年金問題は運用方法についても議論するべきだ 


 年金は貯金とは違う。貯金は自分だけのためだが、年金は世代を超えた国民的助け合いのシステムだ。若い世代に年金未納が増えたのは、保険料を納めてもいざ自分たちがもらえるようになったときにはシステムが機能しなくなっているのではないかという不安があるからだ。そこが納得できるように議論しなければならないのに、「保険料を上げて給付を減らす」といって誰が信用するだろう。政治家たちはこれが最後だといっているが、自分たちには議員年金があるためか、おのれの未納には無頓着で衆議院での年金法案通過後になってから「実は……」を繰り返している。
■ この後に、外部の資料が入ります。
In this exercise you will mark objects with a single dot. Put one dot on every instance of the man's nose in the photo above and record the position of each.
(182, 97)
不愉快きわまりない。
 ところで、年金問題は支払い履歴や受給額という側面ばかりに焦点が置かれるが、実は運用面が持つ副次的効用として企業活動の透明化、公正化を促進するという側面があることが忘れ去れれている。マスメディアでは政治家の未納問題を取り上げるばかりでこの論点を見かけることはなかった。残念なことだ。 


 たとえば欧米の年金制度では、企業の社会的責任を評価するシステムを参考にしながら運用されている。有名なのは、議決権行使、役員の派遣などをはじめ企業への積極的なコーポレート・ガバナンスの行使で名声を馳せている「カルパース(CalPERS、カリフォルニア州公務員退職年金基金)」だろう。カルパースは国内に限らず日本を含めた海外の企業訪問も盛んに行い、その存在感を示している。
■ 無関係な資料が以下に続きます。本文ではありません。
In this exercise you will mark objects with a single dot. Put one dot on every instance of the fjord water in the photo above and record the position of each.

 このような行動を行う目的は、投資効率を上げるためだ。わかりやすく言えば、公務員の退職金のために資金を運用する以上、単純にマネーゲームで儲かればいいという発想では動きませんよということだ。人々が出し合って作った基金を運用するからには、運用益を出すだけではなくそれらの人々の生活や健康に影響をおよぼす企業活動もチェックしますよと宣言しているわけだ。三菱自動車のような体質の会社に投資してリスクを拡げるようなことはあってはならないことなのだ

 具体的にはカルパースは「グローバル議決権行使原則」の中で、企業責任の原則という項目を置き、「投資先企業によき企業市民としての行動を求めて株主行動をする」としている。カルパースは、投資条件に企業倫理や環境重視の施策を取り入れ、その結果として、運用リスクのみならず社会的リスクをも減らす効果をもたらしている。「悪貨が良貨を駆逐する」悪循環もでるではなく、「良貨が悪貨を駆逐する」良循環モデルを採用しているわけだ。
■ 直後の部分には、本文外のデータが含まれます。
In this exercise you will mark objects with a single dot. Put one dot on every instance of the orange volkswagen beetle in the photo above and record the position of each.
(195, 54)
 こうした形での年金の運用には、企業評価が必須だ。そしてこの評価システムは一般化すれば投資だけの問題ではとどまらなくなるだろう。評価をもとに消費者、顧客、取引先、地域社会がさまざまな判断と行動を起こすようになると予想されるからだ。評価の内容によってはボイコットが起こることも考えられる。すでに日本でも、東京都の公職員互助組合が投資の条件に企業倫理や環境を重視することを発表しているが、年金の運用ルールに企業の社会的責任の評価を持ち込むことによって、社会をいい方向に改善することも可能なのだ。

 保養施設に年金を投資したあげく、1万円2万円で売ってしまうようなばかなことをしている国家の年金システムにはあきれ果てる。とても信用できない。とはいえ、年金運用資金は莫大だ。資本市場での運用次第では、良循環モデルに持っていくことも可能なのだ。それだけに我々は年金の運用益だけを問題にするのではなく、それをどのように運用するかについても監視していく必要があるのだ。